Take a step, don't worry about the entire plan
"Remember when we lived in Aruba?"
I asked my son that question today and shook my head, like you do when you're shaking a thought free from the tangle of your brain. I was in disbelief as those words came out of my mouth, "...lived in Aruba..."?
We were reminiscing today about how much we loved the island. This was sparked by the fact that Angus was in Aruba a few weeks ago, but this time for a "conference."
And I say "conference" using the biggest, most obnoxious air quotes ever, because...well, I am just a little jealous that I didn't get to go this time, so bitterness is driving me to unpleasantries.
It sucks getting left behind.
Confession and rant finished.
But seriously, how in the world did we LIVE in Aruba for a month?
How did we manage that?
The reality of our year of traveling, our essential homelessness, our storing of our worldly goods in a 10x30 unit with a rolling accordion door and a wild salamander that showed his creepy face from behind a box every now and then, all of it...how did we DO that?
I have no idea.
I wish I could write a plan entitled, "7 Easy Steps to Selling Your Belongings and Traveling the World While Homeschooling Your Kids." Others have marketed tools like that. They are much wiser and smarter, I'm sure.
I just feel like my list would be incredibly short and would include more blank space and stick figure doodling than helpful content.
Ultimately, the only thing I knew to do was trust a persistent voice in my heart that told me quitting my job, our family's only source of income, was the right next step for me.
So, basically, I'm telling you to listen to a voice in your heart. See? Not New York Time's Bestseller kind of advice.
After I did that, that crazy wild thing, life pivoted and I walked step-after-precarious-step into a new season.
If you would have told me that day in August when I walked out of my full-time job for the last time, arms carrying brown boxes of work memories, that I would have lived in Aruba for 30 days and other places as well, I would have thought you were as ridiculous as those people with sparkly scarves tied around their heads. The ones who sit reading palms over a crystal ball. Not that I have anything against gypsies.
I'm fully aware that our story could have been very different.

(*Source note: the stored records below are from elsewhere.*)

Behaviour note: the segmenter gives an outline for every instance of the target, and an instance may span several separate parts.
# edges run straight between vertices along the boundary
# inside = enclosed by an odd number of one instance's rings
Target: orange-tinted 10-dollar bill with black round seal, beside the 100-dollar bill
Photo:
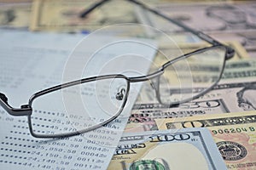
[[[157,119],[159,129],[207,127],[229,169],[256,168],[256,111]]]

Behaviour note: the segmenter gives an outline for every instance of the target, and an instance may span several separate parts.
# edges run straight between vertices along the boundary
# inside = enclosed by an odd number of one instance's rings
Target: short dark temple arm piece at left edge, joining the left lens
[[[21,105],[20,109],[13,108],[8,104],[8,99],[4,94],[0,93],[0,105],[11,116],[28,116],[32,114],[32,108],[29,105]]]

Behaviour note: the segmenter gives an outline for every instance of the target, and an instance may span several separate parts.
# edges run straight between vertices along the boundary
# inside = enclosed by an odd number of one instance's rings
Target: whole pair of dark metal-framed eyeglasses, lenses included
[[[81,14],[90,14],[94,8],[108,0],[96,3]],[[149,8],[136,0],[129,0],[140,7],[156,14],[173,24],[182,27],[202,40],[212,44],[211,47],[201,48],[189,54],[183,54],[171,59],[160,69],[141,77],[125,77],[121,74],[88,77],[73,82],[44,89],[33,94],[27,105],[13,108],[8,104],[4,94],[0,94],[0,105],[12,116],[27,116],[28,126],[32,136],[36,138],[62,138],[87,133],[113,122],[124,110],[129,96],[130,85],[133,82],[156,80],[153,86],[156,98],[161,105],[179,105],[196,99],[215,86],[224,71],[225,61],[231,59],[235,50],[212,39],[201,31],[195,31],[177,20]],[[210,65],[209,65],[210,64]],[[211,78],[199,82],[194,78],[197,72],[192,66],[204,66],[211,70]],[[178,72],[185,72],[179,75]],[[189,76],[189,81],[181,83],[180,78]],[[185,78],[184,78],[185,80]],[[82,103],[76,103],[73,96],[78,95]],[[68,115],[65,113],[63,98],[69,98],[68,105],[78,105]],[[80,106],[79,106],[80,105]],[[85,110],[84,110],[85,108]],[[65,118],[61,121],[60,118]]]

Our story could have been a year of hardship, instead of a year of travel. It could have been a year of searching for work and getting odd jobs to make a mortgage payment. Our story could have included a house foreclosure and car repos. It could have included us asking our family for money (and in full disclosure, some family members did send us money in those early days, I'm sure out of straight pity).

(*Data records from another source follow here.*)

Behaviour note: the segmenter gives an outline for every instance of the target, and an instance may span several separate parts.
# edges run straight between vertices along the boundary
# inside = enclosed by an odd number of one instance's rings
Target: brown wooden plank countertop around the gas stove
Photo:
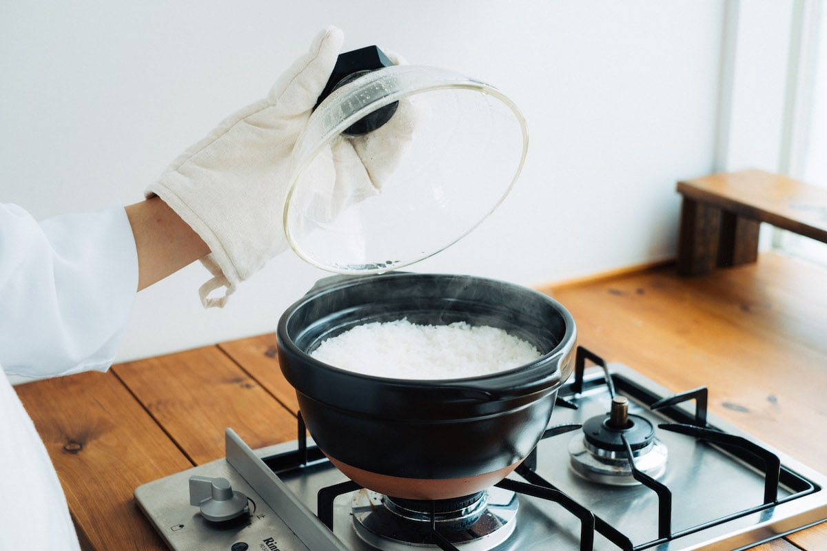
[[[827,471],[827,270],[774,254],[680,278],[672,265],[544,289],[579,343]],[[275,335],[17,387],[65,487],[84,549],[165,549],[135,487],[223,456],[230,426],[253,448],[296,438]],[[760,551],[827,549],[827,524]]]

It could have been different. And if the above were our story, it would not have been one of failure, as ours today is not one about success.
I'm so grateful for the way it's unfolding, but I don't think the joy we're experiencing is dependent on the "happy ending."
I think when you're more afraid of ignoring the dream beating in your chest, then of failing, you're not motivated by the outcome. You're driven to just make a decision and move forward.
Taking one step at a time takes all of your focus. And those small steps...those are the victories in life! That's where you say "yes" to those deep passions; that's where the need for a "perfect, happy ending" fade away. I think there's unbelievable joy in the steps forward.
When I quit my job and Angus, after four years of looking, still had no job... (trembling, trust, step)
and when the bank account had enough money to pay bills for one month...(swaying, faith, step)
and when after that month, there was still no full-time job in sight, so Angus had to wait tables and we lived each week solely on tips...(tentative, unsteady, trust, step)
If you can barely catch your breath, because you feel a dream weighing so heavy in your chest, I just want to encourage you...take that small, wobbly step.
And if that's you, you know exactly what that next step is, most likely because you've been running from it.
I can't guarantee you'll skip gloriously into the sunset if you take that step. I mean, really, who does?
Just take a step.
Watching your life pivot, like an oceanliner, where your insides (desires and values) begin to match your outsides (daily activities) is an experience you will never forget.
Those daring stories, outcomes be what they may, those are the robust flavor to a zesty life that was lived with intention.